Brand safety and ethical concerns will spur more ad boycotts

Brand safety was a major topic of discussion across the ad industry in 2020, as the problems of misinformation, disinformation, and other controversial content continued to grow in social media. In 2021, we expect more major marketers will pull or severely restrict their ad spending on social media platforms due to brand safety or ethical concerns.

In fact, we won’t be surprised if a company as massive as Procter & Gamble does this.
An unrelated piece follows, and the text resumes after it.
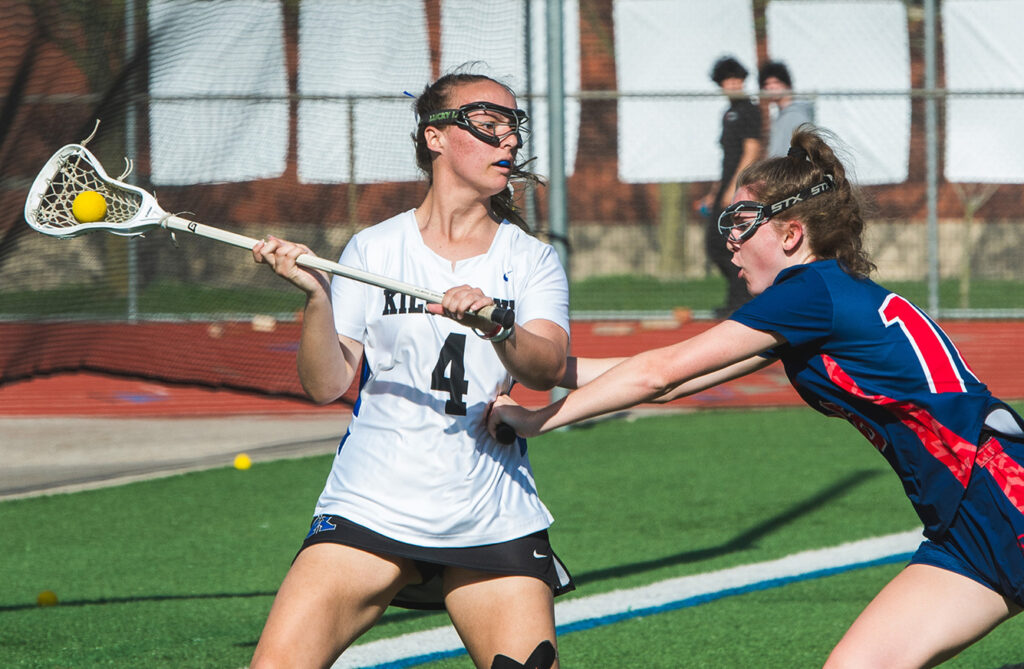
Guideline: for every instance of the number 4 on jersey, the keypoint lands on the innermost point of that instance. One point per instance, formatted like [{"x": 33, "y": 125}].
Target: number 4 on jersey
[{"x": 452, "y": 360}]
Its chief brand officer, Marc Pritchard, notoriously complained about the platforms’ content standards in a September 2020 speech at an Association of National Advertisers event. “Social media is about 5% of P&G’s marketing spending, but it’s 150% of our problems,” he said.

In December, P&G competitor Unilever said it would return to Facebook, Instagram, and Twitter in January after a monthslong hiatus triggered by concerns about how the platforms were managing harmful content. But that doesn’t mean all of its worries have been resolved; Luis Di Como, the company’s executive vice president for global media, said Unilever will “continue to reassess [its] position as necessary” as the year goes on.

When asked by Integral Ad Science (IAS) to assess various types of digital media in October 2020, 55% of US digital media professionals said that social media was most likely to experience brand risk incidents in the next 12 months—second only to programmatic advertising, cited by 56% of respondents.

Questions of media quality also weigh heavily on marketers as they think about how much to spend on social media advertising. In the same IAS study, 59% of respondents said concerns about insufficient transparency would affect their expenditures, and the majority said that Facebook would be where they’d most likely adjust spend due to insufficient transparency.

The advertiser unrest will be tempered by the fact that social media—Facebook in particular—is a hard habit to give up, due to the effectiveness of its ad products. But we still think that at least one major advertiser, and maybe more, will cut the cord.

What it means for marketers: Marketers should have a clear sense of their tolerance for brand safety risk and be prepared to act if the environment where their ads appear turns too negative. Where that turning point is will be different for every advertiser, however; what’s risky for one will be OK for another. And when it comes to what marketers say in social media posts, it’s important to do the homework and not contribute to the misinformation problem by resharing or commenting on content that could be fake or untrue.